The Sanmen nuclear power plant, which was under construction in Sanmen, Zhejiang Province.
China started fuel loading Westinghouse Electric Co's first next-generation nuclear reactor in Sanmen nuclear power plant in Zhejiang province on Wednesday night after getting government approval, China National Nuclear Corp and Westinghouse said in separate statements.
Fuel loading is a major milestone and one of the most important steps for the delayed project. Westinghouse has conducted 55 tests at Sanmen Unit 1 since last summer to ensure operational safety.
Considering the fact that the government has not approved construction of any new, non-demonstration reactors since 2015 and Sanmen Unit 1 is the first of this type of reactor, analysts said the fuel loading is a small step toward the first AP1000 in the world.
"The initial fuel loading at Sanmen Unit 1 is a big milestone as the development learning curve will help with the construction of more units in the future, and could enable them to be built more rapidly and gradually cut development costs," said Joseph Jacobelli, a Hong Kong-based senior analyst of Asian utilities at Bloomberg.
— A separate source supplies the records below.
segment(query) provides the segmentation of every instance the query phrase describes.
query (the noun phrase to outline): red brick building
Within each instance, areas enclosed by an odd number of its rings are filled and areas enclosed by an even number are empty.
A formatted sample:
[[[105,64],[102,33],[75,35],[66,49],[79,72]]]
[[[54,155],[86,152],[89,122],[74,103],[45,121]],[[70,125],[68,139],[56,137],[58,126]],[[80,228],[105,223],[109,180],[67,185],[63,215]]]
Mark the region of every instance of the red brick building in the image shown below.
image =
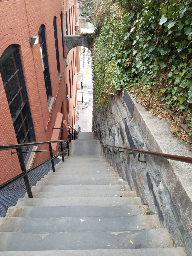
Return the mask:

"It is also important for China National Nuclear Corp, which needs new units for earnings growth."
The AP1000 is a so-called generation III reactor, designed to be safer and less expensive to install and operate than previous models.
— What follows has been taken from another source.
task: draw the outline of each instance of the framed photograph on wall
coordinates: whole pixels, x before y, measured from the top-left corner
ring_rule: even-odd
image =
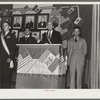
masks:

Jacobelli believed there is a good chance that the unit may come online before the end of the year.
"The actual commissioning time, however, may take several months as a lot more testing is required and any slight issue will delay the commissioning," he said.
China plans to start construction of six to eight nuclear reactors this year and raise its total nuclear generating capacity by as much as six gigawatts, the National Energy Administration said in March.
China also aims to complete two long-delayed, foreign-designed third-generation reactor projects this year, including Sanmen Unit 1 and the first unit of the Taishan European Pressurised Reactor project designed by Areva in Guangdong, which was approved for fuel loading by Chinese regulators on April 10.
By 2020, the world's second-largest economy expects to have 58 gigawatts of installed nuclear power, an increase of 16.5 percent year-on-year.
Jacobelli added that the future of Westinghouse, which was purchased by Brookfield Business Partners LP after filing for bankruptcy last year, may depend on its success in Sanmen, which might help trigger orders from other countries.
However, this is a long way off as Chinese authorities are extraordinarily cautious about new technologies, so the AP1000 units will need to run for a while before such a decision is made, he said.
Westinghouse has vowed to continue introducing its AP1000 nuclear reactors in China, Jose Emeterio Gutierrez, president and CEO of the nuclear energy technology provider told China Daily earlier. In the case of China, there is a real opportunity to use nuclear energy to provide clean energy that the country needs to improve air quality and daily life, he said.